Kozytsky believes that if the state takes funds from local budgets, then it must also take over those institutions and institutions that were maintained by communities.
“Because after the withdrawal of personal income tax, they will not be able to finance them in the future. In the course of 2017-2023, the amount of additional subsidy decreased more than 5 times, and the amount of expenditures on transferred powers doubled.” he adds.
“Under the conditions of withdrawal from local budgets in 2024 of a significant financial resource in the form of personal income tax from the financial support of military personnel, a 4% reduction in the standard of deductions from personal income tax, 30% – the amount of the basic subsidy, as well as an increase in the wage fund by 15% – 16%, progressive inflationary processes — up to 12.5%, it will be absolutely necessary to increase the volume of additional subsidies by several times for the implementation of expenses transferred from the state budget for the maintenance of educational and health care institutions for local budgets.” – added the official.
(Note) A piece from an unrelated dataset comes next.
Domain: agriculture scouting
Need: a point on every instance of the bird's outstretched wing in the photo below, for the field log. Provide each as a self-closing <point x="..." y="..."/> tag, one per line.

According to his calculations, if the personal income tax of military personnel is taken away from the communities, the financial potential of local budgets of the region will decrease by a third next year.
“Already today, 72% of local budgets are allocated to wages, energy, social benefits, scholarships, medicine and food. And if we take into account the growth of the average salary in accordance with the growth of the salary of an employee (17.4%), prices and tariffs for energy carriers (12.5%), inflationary processes (10.8%), then local budgets will need about 4 0 billion UAH additionally. I am not talking about minimum development expenses, if most local budgets will not have the financial resources for priority expenses without the right to dispose of personal income tax,” — he emphasizes.
Earlier, the head of the Association of Cities of Ukraine, Oksana Prodan, criticized the Ministry of Finance’s initiative to withdraw 4% of personal income tax from local budgets.